Permanent conservation takes the shape of state and national wildlife refuges, designated wilderness areas and national monuments. It's fair to ask: How many more acres can we set aside from development? Will private landowners be asked to contribute to the total acreage? How will access for recreationalists be considered?

Those are all important questions, says John Gale, the conservation director for Backcountry Hunters & Anglers, one of several dozen conservation and critter groups that solidified their views on the initiative into a collective called HuntFish 30x30 (huntfish3030.com). This band of hook-and-bullet organizations recognizes that there is an appetite in Washington, D.C., now to take audacious steps in conservation, and is "raising awareness about the role of hunting and fishing in biodiversity conservation and advocating for solutions that allow hunters and anglers to continue our proud conservation legacy."

The signatories to the HuntFish 30x30 community statement realize that any land-protection efforts that take place without the input of America's original conservationists, hunters and anglers, could leave us out of the conversation. The group suggests that, since hunters and anglers have been doing the hard work of habitat conservation for a century now, we should have a leading voice in how the next century of conservation is delivered.
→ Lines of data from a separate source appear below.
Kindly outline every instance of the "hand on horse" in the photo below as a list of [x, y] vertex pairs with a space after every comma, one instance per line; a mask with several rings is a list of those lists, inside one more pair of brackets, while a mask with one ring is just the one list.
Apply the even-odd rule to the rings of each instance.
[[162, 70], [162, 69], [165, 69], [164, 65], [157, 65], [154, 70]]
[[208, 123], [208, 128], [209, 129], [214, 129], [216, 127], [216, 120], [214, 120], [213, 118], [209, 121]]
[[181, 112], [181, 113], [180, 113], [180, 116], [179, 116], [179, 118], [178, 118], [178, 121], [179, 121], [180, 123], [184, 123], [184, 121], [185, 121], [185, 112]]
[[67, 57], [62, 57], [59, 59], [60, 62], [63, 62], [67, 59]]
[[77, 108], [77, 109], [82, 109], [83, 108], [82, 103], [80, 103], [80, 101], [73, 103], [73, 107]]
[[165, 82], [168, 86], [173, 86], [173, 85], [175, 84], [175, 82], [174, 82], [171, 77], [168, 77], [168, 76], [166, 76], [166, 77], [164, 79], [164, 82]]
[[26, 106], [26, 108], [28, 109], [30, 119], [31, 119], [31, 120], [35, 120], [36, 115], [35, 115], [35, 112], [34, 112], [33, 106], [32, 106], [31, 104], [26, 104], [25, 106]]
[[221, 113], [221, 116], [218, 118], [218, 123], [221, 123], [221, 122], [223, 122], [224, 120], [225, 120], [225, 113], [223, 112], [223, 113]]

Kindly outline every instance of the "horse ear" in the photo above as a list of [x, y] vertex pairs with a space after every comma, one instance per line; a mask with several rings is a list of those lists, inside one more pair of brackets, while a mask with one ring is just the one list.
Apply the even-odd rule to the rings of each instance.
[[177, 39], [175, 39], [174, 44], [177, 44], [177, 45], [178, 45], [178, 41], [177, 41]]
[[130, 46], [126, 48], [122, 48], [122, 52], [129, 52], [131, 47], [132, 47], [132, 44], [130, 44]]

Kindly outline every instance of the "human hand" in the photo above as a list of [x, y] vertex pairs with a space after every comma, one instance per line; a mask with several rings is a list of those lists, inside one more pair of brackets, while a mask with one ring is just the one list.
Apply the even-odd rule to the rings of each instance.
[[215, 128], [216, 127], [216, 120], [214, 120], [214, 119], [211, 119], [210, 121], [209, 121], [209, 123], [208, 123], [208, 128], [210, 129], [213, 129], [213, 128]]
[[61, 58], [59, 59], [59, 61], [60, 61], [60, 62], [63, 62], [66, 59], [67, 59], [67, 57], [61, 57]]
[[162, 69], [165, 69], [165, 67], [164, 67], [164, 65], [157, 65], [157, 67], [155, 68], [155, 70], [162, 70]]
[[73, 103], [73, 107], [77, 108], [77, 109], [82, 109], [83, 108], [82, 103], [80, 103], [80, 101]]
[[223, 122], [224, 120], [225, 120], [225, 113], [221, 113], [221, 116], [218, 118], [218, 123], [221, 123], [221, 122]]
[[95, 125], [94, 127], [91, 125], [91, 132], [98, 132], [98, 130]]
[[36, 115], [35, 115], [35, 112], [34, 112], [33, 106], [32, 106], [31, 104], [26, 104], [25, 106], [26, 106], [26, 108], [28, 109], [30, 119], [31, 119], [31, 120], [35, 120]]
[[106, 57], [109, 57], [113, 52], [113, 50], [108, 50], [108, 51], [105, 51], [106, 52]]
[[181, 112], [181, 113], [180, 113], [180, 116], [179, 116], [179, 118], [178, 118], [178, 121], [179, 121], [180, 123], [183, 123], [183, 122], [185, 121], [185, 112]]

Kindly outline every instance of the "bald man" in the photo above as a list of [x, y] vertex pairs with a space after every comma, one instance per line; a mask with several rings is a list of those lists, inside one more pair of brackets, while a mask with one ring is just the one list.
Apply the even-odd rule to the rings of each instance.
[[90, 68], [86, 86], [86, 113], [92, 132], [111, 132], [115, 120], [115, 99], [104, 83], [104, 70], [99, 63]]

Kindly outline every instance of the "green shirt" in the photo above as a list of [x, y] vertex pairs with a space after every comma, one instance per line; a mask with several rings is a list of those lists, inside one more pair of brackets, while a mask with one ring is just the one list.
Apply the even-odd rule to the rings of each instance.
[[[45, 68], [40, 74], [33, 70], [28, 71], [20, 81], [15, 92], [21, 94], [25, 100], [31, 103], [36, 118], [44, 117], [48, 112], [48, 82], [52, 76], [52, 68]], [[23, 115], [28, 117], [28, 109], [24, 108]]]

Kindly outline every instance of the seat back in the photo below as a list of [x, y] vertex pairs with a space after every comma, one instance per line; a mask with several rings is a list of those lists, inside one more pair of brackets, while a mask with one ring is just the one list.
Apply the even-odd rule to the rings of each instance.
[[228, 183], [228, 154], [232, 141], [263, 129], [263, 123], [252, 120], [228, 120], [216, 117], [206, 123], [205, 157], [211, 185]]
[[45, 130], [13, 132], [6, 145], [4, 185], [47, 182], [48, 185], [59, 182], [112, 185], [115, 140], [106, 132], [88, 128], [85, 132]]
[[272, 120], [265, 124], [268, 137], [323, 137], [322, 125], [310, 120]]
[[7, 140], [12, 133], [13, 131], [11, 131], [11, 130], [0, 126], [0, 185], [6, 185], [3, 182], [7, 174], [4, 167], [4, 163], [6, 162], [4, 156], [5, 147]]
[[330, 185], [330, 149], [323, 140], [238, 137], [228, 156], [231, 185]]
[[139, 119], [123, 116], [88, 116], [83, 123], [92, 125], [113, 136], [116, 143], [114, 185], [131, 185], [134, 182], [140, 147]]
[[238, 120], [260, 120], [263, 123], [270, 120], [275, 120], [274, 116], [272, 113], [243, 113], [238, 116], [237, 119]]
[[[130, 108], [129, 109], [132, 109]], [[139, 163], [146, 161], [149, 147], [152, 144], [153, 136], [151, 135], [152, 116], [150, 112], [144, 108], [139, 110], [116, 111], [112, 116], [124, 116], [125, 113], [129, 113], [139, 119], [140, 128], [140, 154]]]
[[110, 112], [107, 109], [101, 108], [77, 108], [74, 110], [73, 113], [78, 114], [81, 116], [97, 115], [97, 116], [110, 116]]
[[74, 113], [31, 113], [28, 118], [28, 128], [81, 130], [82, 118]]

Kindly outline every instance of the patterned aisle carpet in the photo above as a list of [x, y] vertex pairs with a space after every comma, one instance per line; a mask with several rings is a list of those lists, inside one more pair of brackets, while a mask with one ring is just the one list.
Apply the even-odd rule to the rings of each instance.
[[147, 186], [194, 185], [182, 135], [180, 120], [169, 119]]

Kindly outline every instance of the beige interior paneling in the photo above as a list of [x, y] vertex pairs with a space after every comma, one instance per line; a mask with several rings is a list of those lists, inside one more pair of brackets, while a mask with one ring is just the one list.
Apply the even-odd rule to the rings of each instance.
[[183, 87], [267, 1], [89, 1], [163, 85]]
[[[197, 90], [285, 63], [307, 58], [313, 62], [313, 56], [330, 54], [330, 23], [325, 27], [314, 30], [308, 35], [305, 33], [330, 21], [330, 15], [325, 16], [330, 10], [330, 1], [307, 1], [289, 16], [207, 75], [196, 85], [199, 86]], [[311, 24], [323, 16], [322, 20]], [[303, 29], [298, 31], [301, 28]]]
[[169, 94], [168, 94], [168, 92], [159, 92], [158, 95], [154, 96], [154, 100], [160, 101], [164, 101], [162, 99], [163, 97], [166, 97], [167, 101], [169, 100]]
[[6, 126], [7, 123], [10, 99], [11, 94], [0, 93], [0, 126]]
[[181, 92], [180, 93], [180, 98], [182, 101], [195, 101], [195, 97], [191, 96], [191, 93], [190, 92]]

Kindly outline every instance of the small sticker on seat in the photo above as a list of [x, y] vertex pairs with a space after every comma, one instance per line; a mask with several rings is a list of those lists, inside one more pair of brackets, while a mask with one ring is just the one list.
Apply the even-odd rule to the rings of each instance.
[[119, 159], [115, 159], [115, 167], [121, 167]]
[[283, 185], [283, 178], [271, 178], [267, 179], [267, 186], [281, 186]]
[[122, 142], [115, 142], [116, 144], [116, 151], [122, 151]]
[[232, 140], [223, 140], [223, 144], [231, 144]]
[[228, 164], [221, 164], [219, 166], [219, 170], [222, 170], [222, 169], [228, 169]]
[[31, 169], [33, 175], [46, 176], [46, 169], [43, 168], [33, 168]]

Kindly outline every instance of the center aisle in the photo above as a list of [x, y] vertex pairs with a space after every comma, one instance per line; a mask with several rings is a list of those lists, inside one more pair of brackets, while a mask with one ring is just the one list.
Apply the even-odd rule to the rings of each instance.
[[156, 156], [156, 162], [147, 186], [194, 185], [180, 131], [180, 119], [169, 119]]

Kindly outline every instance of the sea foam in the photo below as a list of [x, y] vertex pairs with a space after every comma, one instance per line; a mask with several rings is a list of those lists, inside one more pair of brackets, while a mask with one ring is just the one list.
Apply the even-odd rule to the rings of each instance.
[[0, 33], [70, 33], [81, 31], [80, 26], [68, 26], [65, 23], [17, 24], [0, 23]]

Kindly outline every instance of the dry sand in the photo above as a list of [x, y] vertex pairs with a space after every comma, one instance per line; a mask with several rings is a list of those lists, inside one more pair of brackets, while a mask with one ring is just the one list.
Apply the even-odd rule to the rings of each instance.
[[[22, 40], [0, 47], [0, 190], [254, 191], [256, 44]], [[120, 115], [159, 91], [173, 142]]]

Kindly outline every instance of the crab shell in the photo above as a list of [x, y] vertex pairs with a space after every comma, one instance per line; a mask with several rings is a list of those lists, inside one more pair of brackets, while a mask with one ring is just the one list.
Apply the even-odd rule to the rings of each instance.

"30x30 is a laudable but certainly ambitious goal," says Gale. "But perhaps a necessary one that will create urgency and help increase the pace and scale of conservation at a time where our hunting and fishing grounds face a multitude of threats from invasive species, drought, wildfire, development and fragmentation."

If we get global conservation right, then sportsmen and -women can look back on our part in the achievement the same way we look back with pride on our role in restoring populations of game animals, and our work to create science-based wildlife management and state wildlife agencies. Our gift to our children's children might be a modern version of the Garden of Eden.

"As a society, we have a collective obligation to the future of our natural resources and a responsibility to pass down a rich legacy of stewardship to those that follow us," says Gale. "We can realize the vision if we bury the politics and unite around a shared commitment to our lands, waters and wildlife."